Colman then went on to talk to us about the unique perspective she brings to campus saying, “I not only know business fundamentals from my formal education, but much more from my experience working in large corporations, direct sales, as an entrepreneur, small business owner, educator, retail sales and even selling door-to-door.”

Susan Harmeling

Associate Professor of Clinical Entrepreneurship

Susan Harmeling has been a visiting professor since 2017, joining the school from Howard University entrepreneurship faculty since 2006. Her new role as associate professor of clinical entrepreneurship will allow Harmeling to use her research on the role of contingency in the entrepreneurial process and how entrepreneurship education shapes the identity of participants.

Gregory M. Kling

Full-Time Lecturer in Accounting

Gregory Kling has spent the past five years as an adjunct professor of accounting. During that time he taught six courses covering topics such as Taxation of Property Transactions and Accounting Ethics. Kling was also responsible for developing and teaching online courses and materials for two graduate tax courses. Now, he joins USC Marshall as a full-time lecturer in addition to his work as a tax partner at Kling & Pathak, LLP.

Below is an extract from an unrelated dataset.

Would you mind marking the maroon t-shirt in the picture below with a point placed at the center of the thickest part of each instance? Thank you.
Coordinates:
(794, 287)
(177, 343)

For Kling, he’s most excited about permanently joining USC Marshall with added responsibilities and contributions to the school. As for what those contributions will be, it has a lot to do with Kling’s professional experience.

“I have over 35 years experience in public accounting, many of which were as a partner in my own CPA firm. I bring the ‘practical public accounting CPA’ experience to the classes that I teach and always try to share my stories so that students can see how the material we are studying will be relevant to their careers.”

Christina Lubinski

Visiting Professor at the Lloyd Greif Center for Entrepreneurial Studies

Christina Lubinski

Christina Lubinski recently served as the Copenhagen Business School’s academic director of the master’s program in organizational innovation and entrepreneurship. She brings that experience to USC as a visiting professor in entrepreneurial studies for a year before she’ll transition as a professor of clinical entrepreneurship next year.

When we had the opportunity to ask Lubinski, “What unique perspective do you bring to USC Marshall?” she told us about her work in entrepreneurship:

“I explore how entrepreneurs take clues from the humanities to put their businesses in a broader perspective. Startups are often about ‘what’s next’ but to appreciate how a business transforms an industry or society, we need to recognize them as a piece of a much bigger puzzle. I use my research in entrepreneurial history and imagination, to understand businesses’ role in society in the past, present and future.”

Zal Phiroz

Lecturer in the Department of Data Science and Operations

Since 2014, Zal Phiroz has served as an adjunct professor at USC Marshall. Now, he joins the school as a lecturer in data sciences and operations. He previously taught at Harvard and has held senior management positions at TELUS and Proctor & Gamble.

Roberto Robatto

Visiting Assistant Professor in the Department of Finance and Business Economics

Roberto Robatto, on leave from the University of Wisconsin Madison School of Business, joins USC as a visiting assistant professor. He brings his expertise in finance and macroeconomics to the school.

We spoke to Robatto about the role, telling us about how USC Marshall leads the way in finance and economics:

“I am very excited to be here because this is a top department in the fields of both finance and economics and my research and teaching bridges these two areas. In the Department of Finance and Business Economics at USC Marshall, there are colleagues that are experts in both economics and finance, and interacting with them allows me to deepen my knowledge in both fields. This will have a positive impact on my academic research, and I will do my best to transmit this knowledge to my students in the classes I teach.”


About the Author

Kelly Vo    

Kelly Vo is a writer who specializes in covering MBA programs, digital marketing, and personal development.